Membayangkan Lin Xuan yang kini di luar akan segera celaka, hati Liu Meijuan pun dipenuhi kegirangan. Apa dia kira punya uang lalu beli satu mobil Bentley sudah berarti segalanya? Lihat saja nanti! Di hadapan Tuan Ketiga, dia tak lebih dari debu!
Tak lama lagi, Lin Xuan pasti akan dihajar oleh Tuan Ketiga. Liu Meijuan bahkan mulai membayangkan dalam benaknya bagaimana Lin Xuan akan dipukuli sampai babak belur. Wajahnya semakin ramah, buru-buru berkata, “Dia ada di depan pintu, di luar sana.”
Mendengar keributan dari lantai atas, para pengunjung toko langsung melihat Tuan Ketiga turun dan segera berkerumun, ingin melihat apa yang akan terjadi. Liu Meijuan mendapati Lin Xuan masih belum pergi, tetap berdiri di tempatnya. Ia semakin bersemangat, melangkah cepat ke depan sambil berteriak dengan suara tinggi, “Dasar berani kamu! Sudah tahu Tuan Ketiga datang, masih juga belum pergi! Sekarang kamu tak akan punya kesempatan kabur lagi!”
Lin Xuan menanggapinya dengan senyum remeh, menatap Liu Meijuan seolah sedang menonton monyet melompat-lompat di kebun binatang.
Sementara itu, Manajer Bentley, Zheng Tai, tidak setenang Lin Xuan. Bukan karena dia takut pada Tuan Ketiga, tapi dia sangat khawatir pada Zhao Tianhan di belakang Tuan Ketiga! Zhao Tianhan adalah orang terkaya di Qinhuai, tokoh yang tak boleh dimusuhi!
Liu Meijuan melihat Lin Xuan masih bisa tersenyum, ia pun naik pitam. Tak disangka, sudah di ujung tanduk masih bisa tertawa! Bagaimana dia bisa setenang itu?
Dengan gigi terkatup, ia berkata dengan sengit, “Lihat saja nanti, masih bisa tertawa atau tidak!”
Selesai berkata begitu, Liu Meijuan berbalik dan melangkah mendekati Tuan Ketiga. Awalnya, Tuan Ketiga tidak terlalu memikirkan hal itu, mengira hanya urusan kecil. Sudah lama tidak ada yang berani berbuat onar di wilayahnya. Namun, ketika ia berjalan mendekat dan melihat siapa yang berdiri di depan pintu, wajahnya langsung memucat.
Tak pernah ia duga, bahwa yang dimaksud Liu Meijuan sebagai pembuat onar adalah Lin Xuan!
Dulu, bisa selamat dari tangan Lin Xuan saja sudah untung besar! Sekarang bertemu lagi? Ini sama saja mencari celaka sendiri!

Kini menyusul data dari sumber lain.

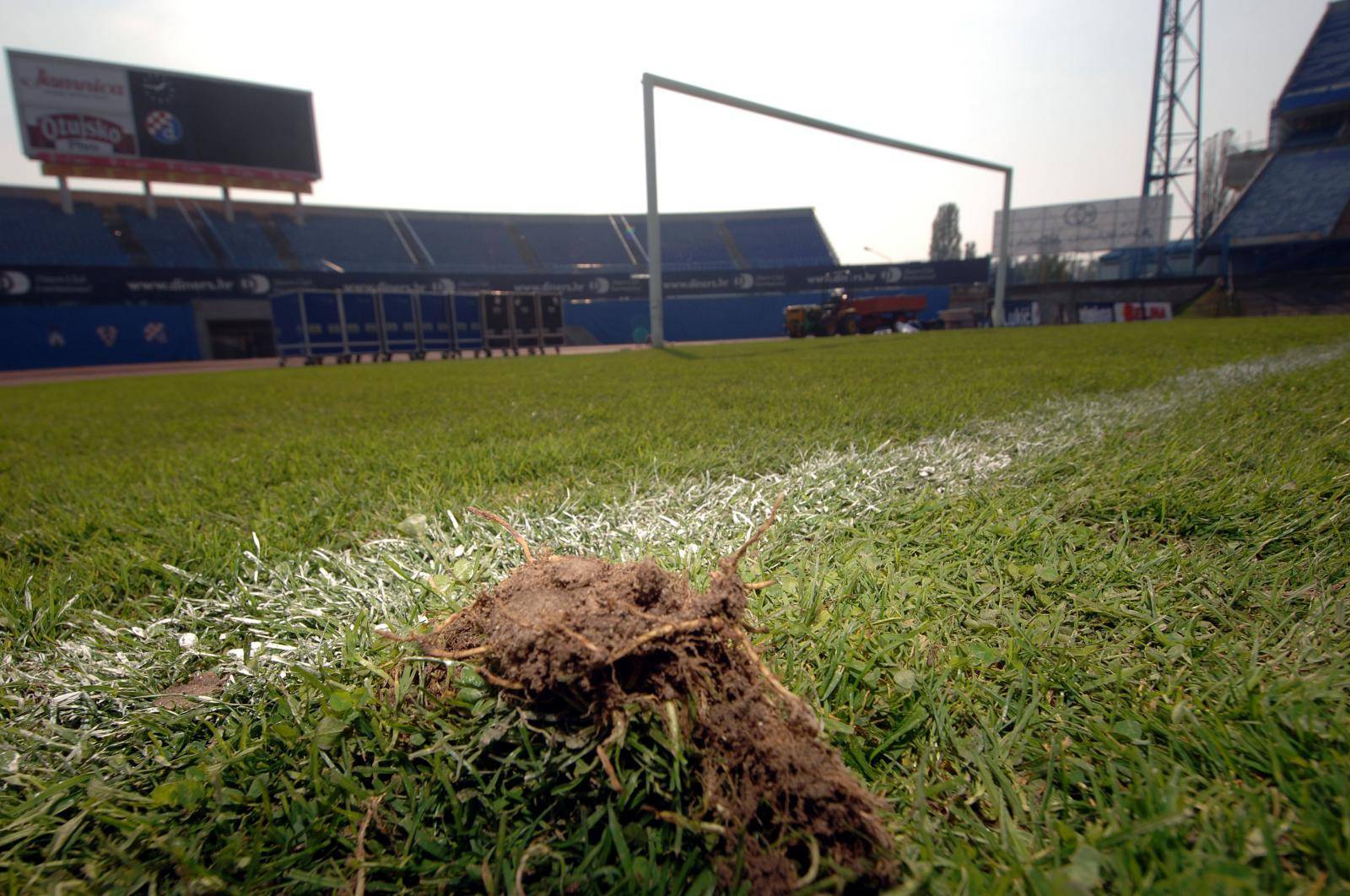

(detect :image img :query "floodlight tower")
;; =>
[1142,0,1204,273]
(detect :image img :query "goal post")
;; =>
[643,72,1012,345]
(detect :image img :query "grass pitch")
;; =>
[0,318,1350,892]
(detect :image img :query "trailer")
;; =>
[783,289,927,338]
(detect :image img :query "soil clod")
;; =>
[397,505,894,892]
[155,672,225,710]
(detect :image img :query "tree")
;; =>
[929,202,961,262]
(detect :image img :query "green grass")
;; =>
[0,317,1350,623]
[0,318,1350,892]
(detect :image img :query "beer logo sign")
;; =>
[29,112,135,155]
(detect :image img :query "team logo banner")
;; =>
[8,50,320,185]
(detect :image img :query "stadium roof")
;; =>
[1276,0,1350,115]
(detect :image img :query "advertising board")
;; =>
[8,50,320,189]
[992,196,1172,257]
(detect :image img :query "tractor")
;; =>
[783,289,927,338]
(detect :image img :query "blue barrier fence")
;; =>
[0,304,201,370]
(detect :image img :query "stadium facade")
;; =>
[0,187,988,369]
[1200,0,1350,280]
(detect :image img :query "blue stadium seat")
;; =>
[1210,146,1350,240]
[515,218,633,267]
[628,214,736,271]
[403,212,528,274]
[726,212,835,268]
[272,208,417,271]
[0,197,131,267]
[204,211,286,270]
[117,202,216,267]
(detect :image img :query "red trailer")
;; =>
[783,290,927,338]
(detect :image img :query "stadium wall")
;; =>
[0,304,201,370]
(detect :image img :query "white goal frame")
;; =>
[643,72,1012,345]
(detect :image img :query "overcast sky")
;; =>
[0,0,1326,262]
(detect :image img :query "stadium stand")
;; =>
[726,209,837,267]
[515,216,633,267]
[117,204,216,267]
[0,186,839,274]
[0,193,131,267]
[193,202,288,270]
[402,212,529,274]
[1202,0,1350,259]
[272,209,417,271]
[628,214,741,271]
[1215,146,1350,243]
[1276,0,1350,115]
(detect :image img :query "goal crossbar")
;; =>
[643,73,1012,345]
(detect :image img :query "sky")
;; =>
[0,0,1326,263]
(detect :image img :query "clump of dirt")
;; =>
[155,672,225,710]
[397,505,894,892]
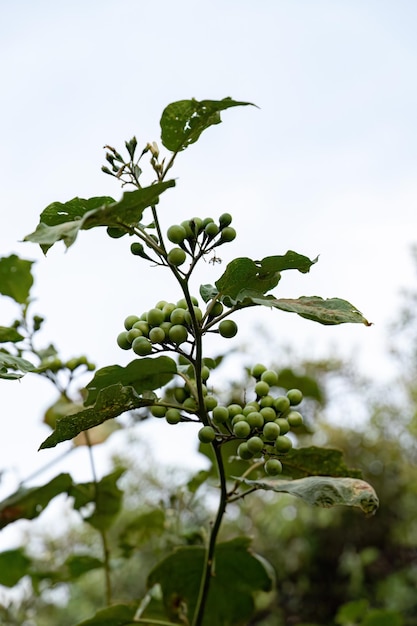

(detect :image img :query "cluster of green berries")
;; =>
[199,364,303,476]
[117,296,238,356]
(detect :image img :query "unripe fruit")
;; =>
[246,436,264,455]
[261,370,278,387]
[168,324,188,345]
[167,224,187,243]
[165,409,181,424]
[255,380,269,397]
[219,320,237,339]
[275,417,290,435]
[212,406,229,424]
[169,307,187,324]
[204,222,220,239]
[127,328,143,343]
[262,422,280,441]
[246,411,264,428]
[220,226,236,243]
[132,337,152,356]
[124,315,139,330]
[264,459,282,476]
[151,404,167,417]
[219,213,232,228]
[149,326,165,343]
[259,406,277,422]
[237,441,253,461]
[274,396,290,413]
[204,396,217,411]
[286,411,303,428]
[167,248,187,267]
[147,309,164,326]
[275,435,292,452]
[287,389,303,406]
[116,331,131,350]
[250,363,266,379]
[233,421,250,439]
[198,426,216,443]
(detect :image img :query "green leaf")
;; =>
[237,476,379,516]
[0,548,32,587]
[215,257,280,299]
[0,351,35,380]
[24,180,175,254]
[85,356,177,406]
[148,537,273,626]
[283,446,361,478]
[0,474,72,529]
[39,383,146,450]
[76,604,138,626]
[160,98,254,152]
[119,509,166,557]
[0,326,24,343]
[70,468,125,530]
[0,254,33,304]
[266,296,372,326]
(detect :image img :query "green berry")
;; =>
[275,435,292,452]
[219,320,237,339]
[116,331,131,350]
[255,380,269,397]
[287,389,303,406]
[132,337,152,356]
[262,422,280,441]
[168,324,188,346]
[233,420,251,439]
[165,409,181,424]
[124,315,139,330]
[198,426,216,443]
[261,370,278,387]
[219,213,232,228]
[151,404,167,417]
[246,436,264,455]
[149,326,165,343]
[148,309,165,326]
[212,406,229,424]
[274,396,290,414]
[167,224,187,243]
[286,411,303,428]
[237,441,253,461]
[250,363,266,379]
[264,459,282,476]
[167,248,187,267]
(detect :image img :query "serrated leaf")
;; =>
[0,326,24,343]
[0,351,35,380]
[0,474,72,528]
[39,383,146,450]
[148,537,273,626]
[76,604,138,626]
[0,548,32,587]
[265,296,372,326]
[283,446,361,478]
[238,476,379,516]
[0,254,33,304]
[85,356,177,406]
[215,257,280,299]
[160,98,254,152]
[23,180,175,254]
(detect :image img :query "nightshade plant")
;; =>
[0,98,378,626]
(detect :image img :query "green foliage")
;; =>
[0,98,378,626]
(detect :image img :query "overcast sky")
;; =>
[0,0,417,528]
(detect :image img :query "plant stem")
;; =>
[192,444,227,626]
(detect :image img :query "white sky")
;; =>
[0,0,417,536]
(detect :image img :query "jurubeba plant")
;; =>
[1,98,378,626]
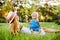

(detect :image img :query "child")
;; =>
[6,9,19,34]
[30,12,41,33]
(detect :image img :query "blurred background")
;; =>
[0,0,60,25]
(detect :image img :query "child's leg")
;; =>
[30,29,34,34]
[10,23,14,34]
[43,28,60,33]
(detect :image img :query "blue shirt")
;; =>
[30,20,40,31]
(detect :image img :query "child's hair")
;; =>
[31,12,38,19]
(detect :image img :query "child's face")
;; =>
[32,14,37,19]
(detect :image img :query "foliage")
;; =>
[0,22,60,40]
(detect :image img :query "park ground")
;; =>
[0,22,60,40]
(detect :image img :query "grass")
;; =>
[0,22,60,40]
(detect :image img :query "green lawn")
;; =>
[0,22,60,40]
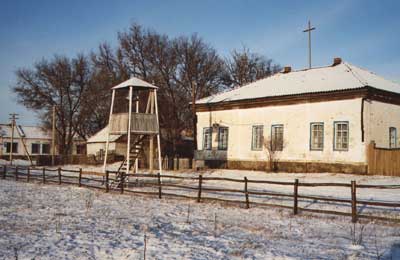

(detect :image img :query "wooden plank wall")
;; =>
[367,142,400,176]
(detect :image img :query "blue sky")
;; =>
[0,0,400,125]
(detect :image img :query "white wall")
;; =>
[365,101,400,148]
[86,142,127,155]
[0,138,51,156]
[197,98,366,163]
[86,142,115,155]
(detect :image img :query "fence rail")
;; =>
[0,165,400,222]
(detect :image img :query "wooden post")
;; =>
[197,174,203,202]
[293,179,299,215]
[106,171,110,192]
[51,105,56,166]
[78,168,82,187]
[244,177,250,209]
[351,181,357,223]
[120,172,125,194]
[26,167,31,182]
[57,167,61,185]
[103,89,115,172]
[42,167,46,184]
[157,172,162,199]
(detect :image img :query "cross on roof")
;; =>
[303,21,315,69]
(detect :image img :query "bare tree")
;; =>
[175,34,224,147]
[13,55,90,155]
[224,47,281,87]
[263,138,285,172]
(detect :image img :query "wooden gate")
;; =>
[367,142,400,176]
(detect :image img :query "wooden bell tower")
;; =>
[103,77,162,174]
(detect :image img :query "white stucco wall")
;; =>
[197,98,366,163]
[86,142,126,155]
[365,101,400,148]
[0,137,51,156]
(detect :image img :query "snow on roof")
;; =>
[112,77,157,89]
[0,124,51,139]
[196,62,400,104]
[87,125,122,143]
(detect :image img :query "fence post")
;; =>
[57,167,61,185]
[293,179,299,215]
[244,177,250,209]
[42,167,46,184]
[78,168,82,187]
[106,171,110,192]
[157,172,162,199]
[197,174,203,202]
[351,181,357,223]
[119,172,125,194]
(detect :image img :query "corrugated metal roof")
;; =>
[196,62,400,104]
[113,77,157,89]
[0,124,51,139]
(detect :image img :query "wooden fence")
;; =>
[367,142,400,176]
[0,165,400,222]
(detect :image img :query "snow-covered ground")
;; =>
[3,163,400,220]
[0,180,400,259]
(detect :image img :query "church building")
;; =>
[195,58,400,173]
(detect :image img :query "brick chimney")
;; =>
[332,57,342,67]
[282,66,292,73]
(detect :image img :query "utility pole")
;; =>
[303,21,315,69]
[10,113,18,165]
[51,105,56,166]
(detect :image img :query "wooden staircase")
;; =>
[110,135,146,187]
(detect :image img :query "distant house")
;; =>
[86,126,126,156]
[0,124,51,156]
[196,58,400,173]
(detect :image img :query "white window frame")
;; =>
[31,143,42,154]
[40,143,51,154]
[389,127,397,148]
[218,127,229,151]
[333,121,350,151]
[203,127,212,150]
[310,122,324,151]
[251,125,264,151]
[271,124,284,151]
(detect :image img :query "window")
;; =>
[333,122,349,151]
[203,127,212,150]
[310,123,324,151]
[271,125,283,151]
[4,142,18,153]
[31,144,40,154]
[389,127,397,148]
[42,144,50,154]
[76,144,86,154]
[218,127,228,150]
[251,125,264,151]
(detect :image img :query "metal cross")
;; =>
[303,21,315,69]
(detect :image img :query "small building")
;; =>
[86,126,126,157]
[0,124,51,158]
[195,58,400,173]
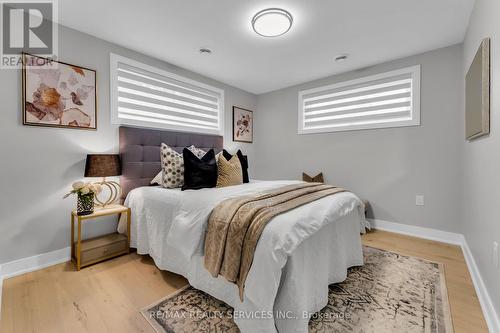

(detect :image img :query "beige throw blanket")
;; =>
[205,183,345,301]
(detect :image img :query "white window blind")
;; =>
[298,66,420,134]
[110,54,224,135]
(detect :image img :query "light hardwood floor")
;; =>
[0,231,488,333]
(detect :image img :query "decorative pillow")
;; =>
[160,143,205,188]
[182,148,217,191]
[150,170,163,185]
[222,149,250,183]
[217,155,243,187]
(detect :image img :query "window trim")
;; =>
[109,53,225,136]
[297,65,421,134]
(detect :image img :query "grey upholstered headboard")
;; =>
[120,126,223,199]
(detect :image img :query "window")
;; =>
[298,66,420,134]
[110,54,224,135]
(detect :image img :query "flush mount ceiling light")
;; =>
[252,8,293,37]
[335,54,349,62]
[200,47,212,54]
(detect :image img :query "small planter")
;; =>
[76,192,94,216]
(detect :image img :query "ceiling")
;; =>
[59,0,474,94]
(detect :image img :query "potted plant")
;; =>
[64,182,102,215]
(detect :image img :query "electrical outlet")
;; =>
[493,242,500,268]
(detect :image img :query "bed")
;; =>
[119,127,366,332]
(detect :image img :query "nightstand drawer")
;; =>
[80,233,128,265]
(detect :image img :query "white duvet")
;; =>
[118,181,366,332]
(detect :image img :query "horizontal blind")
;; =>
[111,56,223,134]
[299,66,420,133]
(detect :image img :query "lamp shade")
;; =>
[85,154,122,177]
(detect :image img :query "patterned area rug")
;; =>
[142,246,453,333]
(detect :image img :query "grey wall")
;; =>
[255,45,463,232]
[462,0,500,313]
[0,27,256,264]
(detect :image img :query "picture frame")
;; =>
[233,106,254,143]
[465,38,490,141]
[22,53,97,130]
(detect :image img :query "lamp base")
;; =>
[95,178,122,208]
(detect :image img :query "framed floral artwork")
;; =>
[233,106,253,143]
[22,53,97,130]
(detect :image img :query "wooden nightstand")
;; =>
[71,205,130,270]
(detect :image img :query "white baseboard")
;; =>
[368,219,500,333]
[1,246,71,279]
[462,238,500,333]
[368,219,464,245]
[0,265,3,318]
[0,246,71,320]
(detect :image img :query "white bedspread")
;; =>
[118,181,366,332]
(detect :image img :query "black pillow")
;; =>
[222,149,250,183]
[182,148,217,191]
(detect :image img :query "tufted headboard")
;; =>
[120,126,223,200]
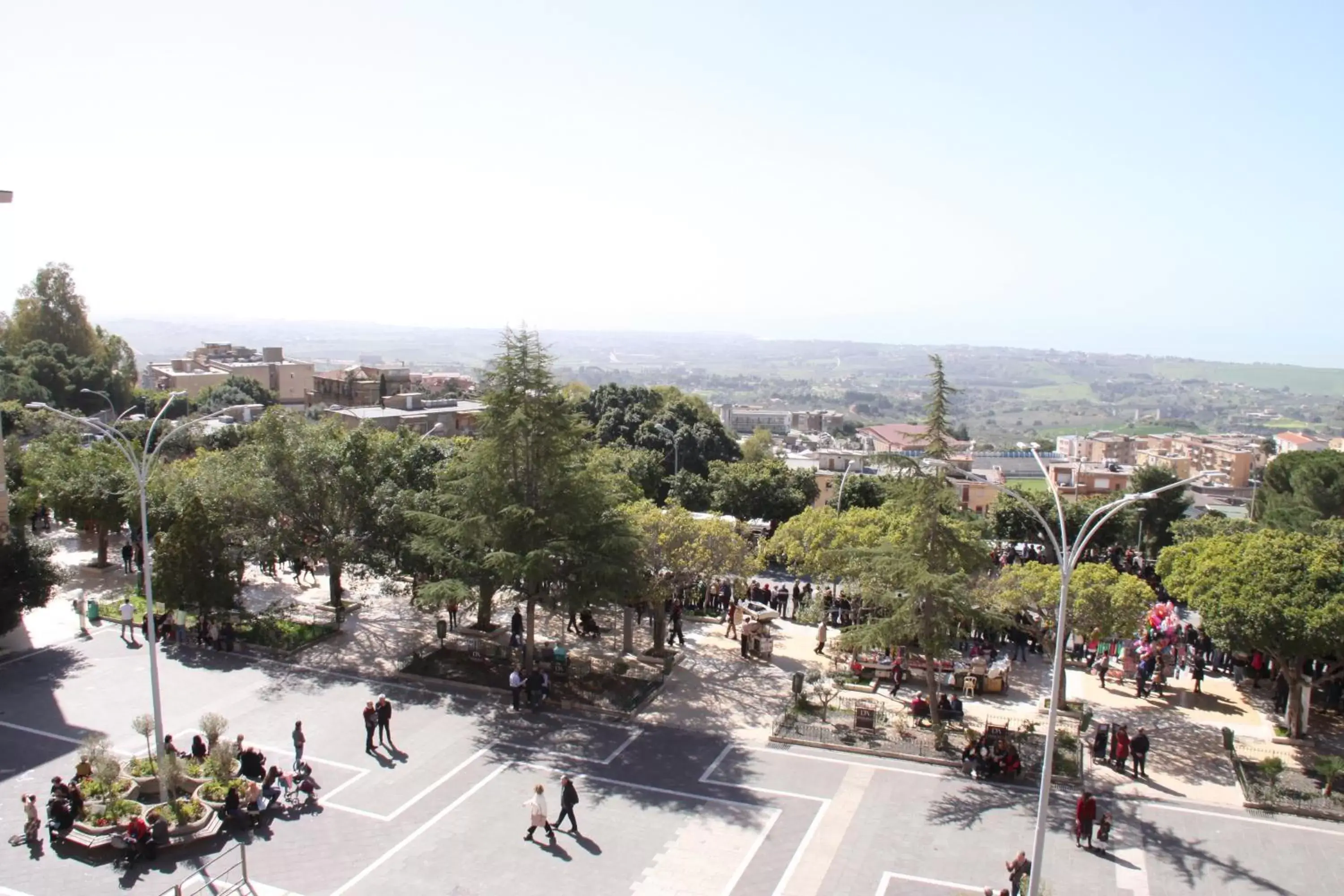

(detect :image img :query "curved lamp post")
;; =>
[949,442,1216,896]
[24,388,243,771]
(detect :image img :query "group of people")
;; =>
[961,735,1021,780]
[508,665,551,712]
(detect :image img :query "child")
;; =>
[1097,813,1110,853]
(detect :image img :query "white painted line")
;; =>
[323,747,489,821]
[332,751,512,896]
[738,745,948,778]
[1140,801,1344,837]
[874,870,985,896]
[699,744,732,784]
[602,731,644,766]
[723,809,784,896]
[771,799,831,896]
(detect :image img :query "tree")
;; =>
[250,411,415,606]
[1254,451,1344,532]
[192,374,276,411]
[841,355,985,747]
[1129,466,1191,556]
[427,329,638,669]
[742,426,774,463]
[710,458,818,524]
[626,501,751,654]
[1157,529,1344,737]
[0,532,62,634]
[28,433,138,567]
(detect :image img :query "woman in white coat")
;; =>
[523,784,555,844]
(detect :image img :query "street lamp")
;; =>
[956,442,1215,896]
[653,423,681,475]
[836,461,853,513]
[24,390,242,772]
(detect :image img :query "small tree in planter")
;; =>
[806,669,844,721]
[1259,756,1284,797]
[1316,756,1344,797]
[199,712,228,752]
[130,713,155,774]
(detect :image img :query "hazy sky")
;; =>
[0,0,1344,366]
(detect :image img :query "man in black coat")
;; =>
[551,775,579,834]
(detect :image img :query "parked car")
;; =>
[739,600,780,622]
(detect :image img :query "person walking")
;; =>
[508,666,523,712]
[118,598,136,643]
[554,775,579,834]
[292,721,308,771]
[1004,852,1031,896]
[1074,790,1097,849]
[508,607,523,647]
[668,600,685,647]
[374,694,396,747]
[523,784,555,844]
[1129,728,1148,778]
[364,700,378,752]
[723,603,741,641]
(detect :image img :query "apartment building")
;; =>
[144,343,313,405]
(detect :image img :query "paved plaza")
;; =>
[0,626,1344,896]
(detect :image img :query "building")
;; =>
[1050,461,1134,497]
[856,423,970,452]
[1274,433,1328,454]
[144,343,313,405]
[325,392,485,438]
[789,411,844,433]
[719,405,790,435]
[306,364,415,407]
[411,371,476,392]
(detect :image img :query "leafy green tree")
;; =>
[249,411,415,606]
[0,524,62,634]
[667,470,714,510]
[1255,451,1344,532]
[710,458,818,522]
[27,433,138,567]
[742,426,774,463]
[192,375,276,411]
[1129,466,1191,556]
[1157,526,1344,737]
[427,331,638,669]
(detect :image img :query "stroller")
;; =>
[284,762,321,809]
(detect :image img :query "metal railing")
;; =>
[160,844,253,896]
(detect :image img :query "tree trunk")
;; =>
[327,557,343,607]
[476,582,495,631]
[1284,669,1305,737]
[523,594,536,674]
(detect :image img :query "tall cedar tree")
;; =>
[445,329,640,670]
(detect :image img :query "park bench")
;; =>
[60,813,223,849]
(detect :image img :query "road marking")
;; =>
[1116,848,1149,896]
[1140,801,1344,837]
[874,870,985,896]
[332,751,513,896]
[602,729,644,766]
[723,809,784,896]
[775,766,878,896]
[323,744,493,821]
[771,799,831,896]
[742,745,948,778]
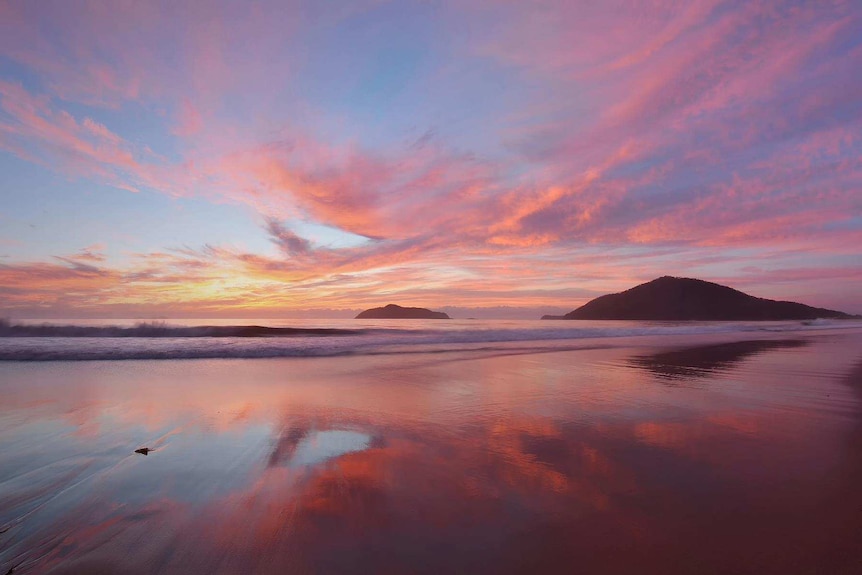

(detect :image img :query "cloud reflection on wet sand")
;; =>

Ini adalah Gubernur Qinhuai! Zhao Tianhan sendiri memintanya menjaga rahasia, ia bahkan tak berani membocorkan sepatah kata pun. Sosok ini adalah tokoh besar di Qinhuai, sampai Zhao Tianhan pun harus bersikap sangat hormat. Berani menyinggung orang seperti ini, hidupnya pasti tak akan lama.
Liu Meijuan sendiri tidak menyadari perubahan raut wajah Tuan Ketiga, apalagi mengerti betapa kalut pikirannya saat ini.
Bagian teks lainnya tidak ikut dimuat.